Berangkat dari keyakinan bahwa rekonsiliasi harus dimulai dari akar rumput, Lian mendirikan Sekolah Perempuan dan Institut Mosintuwu pada tahun 2009, sebuah ruang pendidikan lintas iman, budaya, dan latar sosial untuk perempuan desa di Poso.
Kata Mosintuwu berarti bersatu padu, sebuah pesan yang mencerminkan semangat memulihkan martabat kemanusiaan dan hubungan antarwarga.
Sekolah Perempuan: Ruang Belajar untuk Bangkit dan Saling Mendengarkan
Dikutip dari penelitian Maryanti Babutung, Sekolah Perempuan Mosintuwu berjalan selama satu tahun dan mempertemukan perempuan dari berbagai desa, suku, dan agama. Kurikulum yang dipelajari mencakup tema penting seperti:
Agama, toleransi & perdamaian
Gender & hak-hak perempuan
Politik & partisipasi sosial
Ekonomi komunitas
Literasi hukum & layanan masyarakat
Keterampilan berbicara dan bernalar
Pertemuan lintas agama ini membuka ruang bagi para perempuan untuk saling bertukar pengalaman pahit masa konflik. Dari proses mendengar, memahami, dan menyembuhkan, tumbuhlah keberanian untuk kembali membangun kepercayaan.
Seperti yang ditemukan dalam laporan tersebut, banyak perempuan menyadari bahwa tidak ada pihak yang memenangkan konflik, semuanya adalah korban. Kesadaran bersama inilah yang menjadi pondasi rekonsiliasi.
Project Sophia dan Perempuan Pembaharu Desa
Institut Mosintuwu tidak hanya membangun dialog, tetapi juga menciptakan aksi nyata. Melalui Project Sophia, perpustakaan keliling hadir ke desa-desa membawa ribuan buku dan ruang bermain bagi anak-anak lintas agama.
Kegiatan ini bukan sekadar membaca, tetapi membangun persahabatan baru, mengganti rasa takut menjadi percaya.
Selain itu, program Perempuan Pembaharu Desa mendorong perempuan terlibat dalam proses pengambilan keputusan pembangunan desa. Banyak alumni kini duduk dalam struktur strategis desa, menghasilkan program ekonomi lokal, usaha desa, hingga kampanye anti kekerasan perempuan dan anak.

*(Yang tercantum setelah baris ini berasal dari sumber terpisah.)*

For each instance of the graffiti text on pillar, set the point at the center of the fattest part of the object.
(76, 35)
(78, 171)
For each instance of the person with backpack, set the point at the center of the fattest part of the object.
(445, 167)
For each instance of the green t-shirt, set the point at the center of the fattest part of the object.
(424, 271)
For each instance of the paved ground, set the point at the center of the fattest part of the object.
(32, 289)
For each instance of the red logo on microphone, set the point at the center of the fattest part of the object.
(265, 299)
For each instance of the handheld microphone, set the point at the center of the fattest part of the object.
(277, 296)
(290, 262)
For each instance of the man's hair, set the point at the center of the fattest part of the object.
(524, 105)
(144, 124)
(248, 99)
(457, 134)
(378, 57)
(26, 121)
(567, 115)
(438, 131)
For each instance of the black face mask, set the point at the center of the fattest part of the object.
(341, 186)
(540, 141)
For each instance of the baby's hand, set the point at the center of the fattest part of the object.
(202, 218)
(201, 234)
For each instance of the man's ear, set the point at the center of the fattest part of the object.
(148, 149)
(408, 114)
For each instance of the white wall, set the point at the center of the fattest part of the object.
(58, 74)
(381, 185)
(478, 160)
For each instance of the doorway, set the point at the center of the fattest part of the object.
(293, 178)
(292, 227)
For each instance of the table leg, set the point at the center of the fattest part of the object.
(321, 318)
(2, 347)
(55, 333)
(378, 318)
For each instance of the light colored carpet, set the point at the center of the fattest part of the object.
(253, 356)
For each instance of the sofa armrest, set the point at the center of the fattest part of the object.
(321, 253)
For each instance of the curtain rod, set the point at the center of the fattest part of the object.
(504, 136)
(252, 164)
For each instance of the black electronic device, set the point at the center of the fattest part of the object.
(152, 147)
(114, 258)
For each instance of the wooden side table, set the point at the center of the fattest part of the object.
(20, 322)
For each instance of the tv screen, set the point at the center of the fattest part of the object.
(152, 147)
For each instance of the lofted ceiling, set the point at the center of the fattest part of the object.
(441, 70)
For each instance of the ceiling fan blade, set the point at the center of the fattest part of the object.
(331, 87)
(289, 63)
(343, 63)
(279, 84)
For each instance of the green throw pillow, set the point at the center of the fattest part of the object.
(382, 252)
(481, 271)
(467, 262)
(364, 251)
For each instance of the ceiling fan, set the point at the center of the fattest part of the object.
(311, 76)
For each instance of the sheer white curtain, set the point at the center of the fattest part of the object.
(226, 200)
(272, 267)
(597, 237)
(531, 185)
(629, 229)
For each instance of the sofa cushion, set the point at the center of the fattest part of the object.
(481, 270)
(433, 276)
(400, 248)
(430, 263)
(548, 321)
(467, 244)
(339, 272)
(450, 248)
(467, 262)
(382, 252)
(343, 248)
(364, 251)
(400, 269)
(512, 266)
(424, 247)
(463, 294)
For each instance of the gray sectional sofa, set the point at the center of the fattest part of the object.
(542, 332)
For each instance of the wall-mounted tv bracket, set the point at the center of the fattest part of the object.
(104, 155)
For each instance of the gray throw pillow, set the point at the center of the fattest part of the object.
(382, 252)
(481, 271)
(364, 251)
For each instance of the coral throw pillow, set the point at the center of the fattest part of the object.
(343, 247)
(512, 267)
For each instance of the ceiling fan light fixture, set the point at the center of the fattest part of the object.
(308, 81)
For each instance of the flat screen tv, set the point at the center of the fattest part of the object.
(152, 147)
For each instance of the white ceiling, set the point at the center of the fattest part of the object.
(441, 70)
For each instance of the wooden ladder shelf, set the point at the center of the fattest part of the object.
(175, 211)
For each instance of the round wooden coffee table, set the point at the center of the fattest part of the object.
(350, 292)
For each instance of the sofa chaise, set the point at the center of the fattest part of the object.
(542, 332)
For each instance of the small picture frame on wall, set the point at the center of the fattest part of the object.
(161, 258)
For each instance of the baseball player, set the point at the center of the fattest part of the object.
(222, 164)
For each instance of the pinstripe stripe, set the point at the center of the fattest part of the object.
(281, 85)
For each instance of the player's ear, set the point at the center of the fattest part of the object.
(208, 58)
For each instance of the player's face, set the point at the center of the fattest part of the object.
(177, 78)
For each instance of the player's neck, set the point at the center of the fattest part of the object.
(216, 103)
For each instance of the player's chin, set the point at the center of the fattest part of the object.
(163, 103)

Dampak yang Terasa Nyata di Poso
Penelitian tersebut mencatat bahwa lebih dari 90% masyarakat merasakan dampak positif dari program Mosintuwu, baik dalam aspek sosial, ekonomi, maupun politik.
Beberapa perubahan yang nyata di antaranya:
Meningkatnya rasa saling percaya dan toleransi antaragama
Terjalinnya kembali relasi sosial yang sempat terputus
Pemulihan ekonomi lokal melalui usaha desa
Perempuan memiliki posisi tawar dan suara dalam pembangunan
Anak-anak kembali memiliki ruang aman untuk belajar dan tumbuh
Seperti yang diungkap salah satu alumni Sekolah Perempuan:
“Kalau dulu saya tidak dipandang di desa, tapi sekarang saya punya posisi tawar dan berani berargumentasi.”
Cerita lain datang dari seorang ibu yang kini membuat festival anak di desanya sebagai bentuk perayaan damai setelah bertahun-tahun hidup dalam trauma konflik.
Dari Poso untuk Indonesia
Atas kerja kemanusiaan ini, Lian Gogali meraih berbagai penghargaan nasional dan internasional, termasuk Indonesia Women of Change (2015), Coexist Prize (2012), Freedom of Worship Awards, dan GUSDURian Award (2020).
Namun, yang paling membanggakan bukanlah penghargaan itu sendiri, melainkan kenyataan bahwa perempuan akar rumput kini menjadi penggerak perubahan. Bahwa masa depan Poso tidak lagi ditentukan oleh ketakutan, tetapi oleh keberanian untuk saling menyapa dan saling belajar.
Harapan yang Terus Disulam
Perdamaian bukan sesuatu yang selesai dalam sehari. Ia tumbuh dari langkah kecil yang konsisten, dari ruang belajar sederhana, dari percakapan yang jujur, dari keberanian perempuan-perempuan desa untuk memulai ulang.
Poso bukan lagi cerita tentang luka. Poso adalah cerita tentang pulih. Tentang bangun berdampingan. Tentang perempuan yang menjadi cahaya.
Dan mungkin, dari tempat kecil seperti ini, kita bisa belajar: bahwa perdamaian tidak menunggu keadaan membaik, ia diciptakan bersama.